My reason for wanting to know more about hardware used and exposure details is that, in the days of film photography the quality of the camera's 'sensor' was determined by the choice of film and a particular film cost the same for everybody. But now the quality of the camera's sensor depends on how much you can afford. Knowing what film and lens I had used, I could make reasonable estimate of the aperture and shutter speed because this was in the days before the latest 'must have' (and expensive) image-stabilised lenses so the options were more limited.
But what about the 'pay and display' concerns of some readers and contributors to this forum thread, that APOY entrants can now make multiple submissions if they pay? And how much of this money does AP get? (If none, why bother?)
At least please consider returning to the rule about one entry per person for each round of APOY.
The difference in sensor results is minuscule these days for well exposed photographs. The only differences you can really see are in images pushed to compensate for poor light or cropped (or enlarged) to the point that resolution matters but that's not really the domain of this competition.
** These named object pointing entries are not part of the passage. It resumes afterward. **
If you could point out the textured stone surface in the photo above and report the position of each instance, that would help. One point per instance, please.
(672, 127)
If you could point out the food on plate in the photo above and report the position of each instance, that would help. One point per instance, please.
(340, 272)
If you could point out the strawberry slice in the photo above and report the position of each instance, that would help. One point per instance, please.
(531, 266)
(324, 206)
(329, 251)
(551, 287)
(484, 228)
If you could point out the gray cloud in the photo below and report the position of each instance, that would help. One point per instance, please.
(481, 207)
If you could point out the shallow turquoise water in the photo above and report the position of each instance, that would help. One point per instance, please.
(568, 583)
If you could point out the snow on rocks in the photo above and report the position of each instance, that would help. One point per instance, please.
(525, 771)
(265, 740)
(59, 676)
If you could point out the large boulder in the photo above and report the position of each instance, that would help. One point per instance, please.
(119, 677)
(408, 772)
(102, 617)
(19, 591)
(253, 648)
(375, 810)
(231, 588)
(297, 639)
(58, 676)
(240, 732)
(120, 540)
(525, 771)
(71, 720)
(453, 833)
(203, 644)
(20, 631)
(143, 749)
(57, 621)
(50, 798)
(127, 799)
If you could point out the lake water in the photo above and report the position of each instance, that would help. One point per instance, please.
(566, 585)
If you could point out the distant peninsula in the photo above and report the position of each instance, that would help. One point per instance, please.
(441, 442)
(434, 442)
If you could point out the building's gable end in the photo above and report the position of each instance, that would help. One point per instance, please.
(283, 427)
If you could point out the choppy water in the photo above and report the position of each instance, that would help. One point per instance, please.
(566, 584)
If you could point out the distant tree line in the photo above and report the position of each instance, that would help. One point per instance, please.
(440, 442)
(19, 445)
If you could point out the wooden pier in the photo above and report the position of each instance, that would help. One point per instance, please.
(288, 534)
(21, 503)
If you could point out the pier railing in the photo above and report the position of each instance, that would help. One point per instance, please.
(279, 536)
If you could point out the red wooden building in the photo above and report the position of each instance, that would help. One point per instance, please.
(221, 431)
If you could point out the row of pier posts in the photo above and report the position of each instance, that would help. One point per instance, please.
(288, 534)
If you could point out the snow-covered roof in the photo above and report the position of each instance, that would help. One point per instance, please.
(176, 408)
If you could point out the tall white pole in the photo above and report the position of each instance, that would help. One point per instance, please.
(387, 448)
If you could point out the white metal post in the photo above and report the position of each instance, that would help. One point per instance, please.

My old G10, which had the worse sensor Canon ever put into a compact, could give really good results.
There is no point to recycle old moans. The fact that the better photographers happen to submit multiple images and score highly with each (two photographers getting 3 placed pictures each this round) just shows how good they are and how closely they caught the mood of the judges for this topic.
Stop yer whining. Vote with your feet if you must. I'm not happy with the format. I didn't enter this year. It's that simple.
I never suggested that judges should know what kit has been used. Of course it should be image only judging.
But helps as evidence when saying to new shooter that you don't need high end or brand name kit to create winning art.
In the past examples have been seen in APOY. There have been 1st, 2nd or 3rd place shots produced on consumer compacts etc
I have even seen that at the Landscape Photographer of the Year exhibition.
We had this at our society when we try and recruit new members they do sometimes say "oh you need a expensive pro camera".
So we point out the winning shots and those that have been successful with judges but shot on low end kit.
Nothing works as well than SHOWING that is not true. LOL
As I have said on occasion APOY has shown that too when the results have been revealed LOL
Nick what forget is exposure contains shutter speed and the f stop which create artist effects in combination with the lens.
A new shooter can learn from that. ie certain shutter give a type of blur or freeze in a subject.
When I was watching MOP on Sky it was useful see that info from the shoots.
Anyway makes no difference to me entering.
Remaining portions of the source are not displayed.